# Critical Points in 3D

1. Oct 5, 2009

### calorimetry

1. The problem statement, all variables and given/known data
Find the critical points of the function f(x, y) = sinx + siny + cos(x+y)
where 0<=x<=pi/4 and 0<=y<=pi/4

2. Relevant equations
First and second order partial derivative of f(x, y)

3. The attempt at a solution
To find the critical points, I first find the first partial derivative with respect to x and y.

fx(x,y) = cosx - sin(x+y)
fy(x,y) = cosy - sin(x+y)

Set both of the first partial derivative = 0
cosx = sin(x+y) x=pi/4 and y=0
cosy = sin(x+y) x=0 and y=pi/4

Here is where I got stuck, I noticed two points where the above equations are true, but how do I find all the critical points?
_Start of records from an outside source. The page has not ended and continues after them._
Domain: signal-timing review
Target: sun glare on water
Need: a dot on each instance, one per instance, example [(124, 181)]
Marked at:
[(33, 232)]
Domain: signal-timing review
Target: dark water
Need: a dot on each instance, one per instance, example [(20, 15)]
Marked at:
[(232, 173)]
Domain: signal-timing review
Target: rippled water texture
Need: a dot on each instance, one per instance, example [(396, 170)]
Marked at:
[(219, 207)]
I checked the two points I found using
D = fxxfyy - (fxy)^2
fxx = -sinx - cos(x+y)
fyy = -siny - cos(x+y)
fxy = -cos(x+y)

and I found that D for both points are less than zero, which suggest that they both are saddle points. I then graphed the function f(x, y) and these two points don't appear to be saddle points on f. I assume that I made some mistake somewhere either in the derivative or the graph, if someone can check this for me, it would be greatly appreciated.

2. Oct 5, 2009

### LCKurtz

You said:

fx(x,y) = cosx - sin(x+y)
fy(x,y) = cosy - sin(x+y)

Set both of the first partial derivative = 0
cosx = sin(x+y) x=pi/4 and y=0
cosy = sin(x+y) x=0 and y=pi/4

But you must solve these simultaneously. You have picked values that solve them separately, which is irrelevant. But what you can get from those last two equations is that cos(x) = cos(y). And on [0, π/4] that means x = y. Use that in your equation for fx = 0 to see if you can find critical points in your domain.
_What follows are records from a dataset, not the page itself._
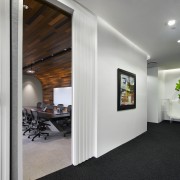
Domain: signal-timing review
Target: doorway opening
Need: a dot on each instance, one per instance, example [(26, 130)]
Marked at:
[(47, 89)]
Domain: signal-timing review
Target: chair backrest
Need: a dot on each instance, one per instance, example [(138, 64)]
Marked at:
[(39, 104), (69, 108), (34, 114), (174, 109), (60, 107), (50, 106), (43, 105)]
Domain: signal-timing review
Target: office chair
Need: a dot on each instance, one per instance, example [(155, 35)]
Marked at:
[(60, 107), (29, 119), (24, 120), (39, 105), (68, 121), (50, 106), (41, 126)]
Depending on what your problem asks for, you may need to check the boundaries too.:yuck:

3. Oct 5, 2009

### calorimetry

Thanks LCKurtz, I haven't solve it yet but your suggestion is really helpful. It makes a lot more sense when I look at the graph. The maximum of the surface is indeed a point where x and y are equal.